Gina Rinehart has grand plans to expand her business in the export of live cattle to China’s burgeoning middle class.
According to a report in the Financial Times, right now there’s one major roadblock; the culicoides midge — a tiny insect which transmits the bluetongue virus among livestock.
It’s particularly prevalent in northern Australia, where Ms Rinehart now owns a number of cattle stations.
Rinehart’s ambitions form part of the broader national strategy to foster Australia’s standing and capabilities as an exporter of quality agricultural products to Asia.
“Many people are aware of the changing demographics in China,” Mrs Rinehart told the Financial Times.
“A rapidly expanding middle class have increasing disposable incomes as China’s economic growth continues. These are people wanting more prime cuts and fresh beef.”
A bilateral trade agreement was struck with China in 2014, which included a broad framework for live cattle exports.
However, for the northern Australian regions susceptible to the bluetongue virus, China enforces a strict procedure in which cattle must be kept in quarantine on Australian shores for a period of 60 days.
According to the Financial Times, that makes trading live cattle from Northern Australia — which contains 60% of Australia’s total cattle numbers — unprofitable.
The restrictions placed on the live cattle trade are representative of the risks and difficulties of trading in agricultural and food products in China.
One only has to look at the recent challenges faced by Bellamy’s, the Australian manufacturer of infant baby formula. The company has gone into two trading halts while seemingly at the mercy of new licensing requirements issued by Chinese regulators.
Attempts have been made to ship cattle from southern Australian regions where there’s no risk from the bluetongue virus, but the longer shipping distances make it difficult and only 1,200 cattle were shipped to China last year.
In an effort to appease Chinese authorities, Rinehart has partnered with four Chinese companies and formed a joint venture on Jintang Island near Shanghai.
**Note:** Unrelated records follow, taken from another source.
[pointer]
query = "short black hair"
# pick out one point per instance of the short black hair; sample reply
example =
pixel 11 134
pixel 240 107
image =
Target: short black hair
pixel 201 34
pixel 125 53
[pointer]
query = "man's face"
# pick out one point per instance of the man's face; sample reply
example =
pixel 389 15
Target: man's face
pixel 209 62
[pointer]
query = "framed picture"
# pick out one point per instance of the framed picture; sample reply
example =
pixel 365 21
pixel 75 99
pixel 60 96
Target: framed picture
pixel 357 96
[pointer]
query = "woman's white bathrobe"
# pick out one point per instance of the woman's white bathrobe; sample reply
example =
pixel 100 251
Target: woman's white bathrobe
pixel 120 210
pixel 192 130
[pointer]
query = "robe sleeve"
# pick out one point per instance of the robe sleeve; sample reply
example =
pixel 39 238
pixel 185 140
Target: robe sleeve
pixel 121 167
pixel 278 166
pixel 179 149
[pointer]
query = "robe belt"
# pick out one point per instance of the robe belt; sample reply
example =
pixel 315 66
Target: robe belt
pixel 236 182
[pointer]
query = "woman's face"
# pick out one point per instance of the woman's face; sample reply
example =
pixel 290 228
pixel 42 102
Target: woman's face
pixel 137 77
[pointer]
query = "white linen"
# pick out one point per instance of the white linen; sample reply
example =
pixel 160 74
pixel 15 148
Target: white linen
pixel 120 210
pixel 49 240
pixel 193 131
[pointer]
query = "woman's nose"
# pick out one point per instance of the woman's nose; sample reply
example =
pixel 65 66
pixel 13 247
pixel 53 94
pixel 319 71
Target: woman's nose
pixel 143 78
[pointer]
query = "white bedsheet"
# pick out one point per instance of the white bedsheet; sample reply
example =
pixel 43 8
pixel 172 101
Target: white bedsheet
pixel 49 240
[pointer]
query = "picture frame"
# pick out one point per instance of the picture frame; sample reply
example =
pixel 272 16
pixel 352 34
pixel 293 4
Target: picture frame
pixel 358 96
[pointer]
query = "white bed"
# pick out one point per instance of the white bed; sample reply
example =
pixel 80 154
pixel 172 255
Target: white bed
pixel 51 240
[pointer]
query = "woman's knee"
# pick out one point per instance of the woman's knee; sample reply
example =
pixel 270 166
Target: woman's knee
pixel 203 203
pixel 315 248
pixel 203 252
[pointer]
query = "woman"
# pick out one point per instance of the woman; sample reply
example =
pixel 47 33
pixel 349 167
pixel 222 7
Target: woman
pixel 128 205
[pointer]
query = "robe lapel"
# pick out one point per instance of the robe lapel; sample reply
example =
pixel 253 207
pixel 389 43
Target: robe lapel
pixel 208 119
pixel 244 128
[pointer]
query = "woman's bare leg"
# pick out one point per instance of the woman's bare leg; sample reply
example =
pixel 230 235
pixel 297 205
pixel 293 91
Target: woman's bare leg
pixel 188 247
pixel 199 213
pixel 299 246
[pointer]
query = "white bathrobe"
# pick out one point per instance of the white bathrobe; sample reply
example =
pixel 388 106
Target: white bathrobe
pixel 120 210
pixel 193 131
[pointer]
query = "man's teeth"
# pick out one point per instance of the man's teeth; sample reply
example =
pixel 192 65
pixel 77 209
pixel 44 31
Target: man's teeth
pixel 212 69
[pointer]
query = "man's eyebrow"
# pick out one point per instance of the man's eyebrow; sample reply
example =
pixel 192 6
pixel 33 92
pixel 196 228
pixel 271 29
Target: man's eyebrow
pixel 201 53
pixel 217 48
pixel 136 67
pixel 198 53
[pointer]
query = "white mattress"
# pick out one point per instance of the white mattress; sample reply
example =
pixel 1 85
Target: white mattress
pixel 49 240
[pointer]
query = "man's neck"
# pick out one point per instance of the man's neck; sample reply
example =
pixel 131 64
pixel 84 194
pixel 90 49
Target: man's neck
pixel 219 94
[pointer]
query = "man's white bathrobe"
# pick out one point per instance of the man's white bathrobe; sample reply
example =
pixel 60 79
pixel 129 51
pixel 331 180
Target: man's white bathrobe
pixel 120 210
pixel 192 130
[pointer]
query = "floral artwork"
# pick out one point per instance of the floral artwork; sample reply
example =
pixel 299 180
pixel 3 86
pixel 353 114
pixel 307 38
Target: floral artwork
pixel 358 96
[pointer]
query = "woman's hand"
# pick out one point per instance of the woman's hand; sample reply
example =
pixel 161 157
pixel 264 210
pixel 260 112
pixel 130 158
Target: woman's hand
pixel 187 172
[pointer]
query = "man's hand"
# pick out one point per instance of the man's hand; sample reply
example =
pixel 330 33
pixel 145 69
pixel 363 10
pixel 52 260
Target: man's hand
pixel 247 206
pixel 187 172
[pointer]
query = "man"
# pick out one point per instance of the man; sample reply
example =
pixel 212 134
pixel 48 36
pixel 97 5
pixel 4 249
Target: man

According to the Financial Times, Jintang will form a key agricultural trading hub between Australia and China.
The island has beef-processing facilities where the required testing can be carried out to meet the standards of Chinese regulators.
Garry Korte, the chief executive of Rinehart’s company Hancock Prospecting, told the Financial Times that “we are still working through several regulatory matters”.
“The key to the development of the live cattle trade is gaining long-term secure access to a major new market … a market of 200 million people within a radius of 200km living in the Yangtze Delta region,” Korte said.
Cutting edge processing facilities have been set up in Northern Australia, which use facial-recognition technology to track cattle on their journeys to current live-trade destinations such as Vietnam and Indonesia.
Plans have been discussed to set up similar high-tech processing facilities on Jintang Island in an effort to further build trust with Chinese authorities.
For Rinehart, the first major hurdle is for China to relax its overly-burdensome 60-day domestic quarantine requirements.
Hancock Prospecting and its joint venture partners in China are hopeful for a change in regulations by the end of the year.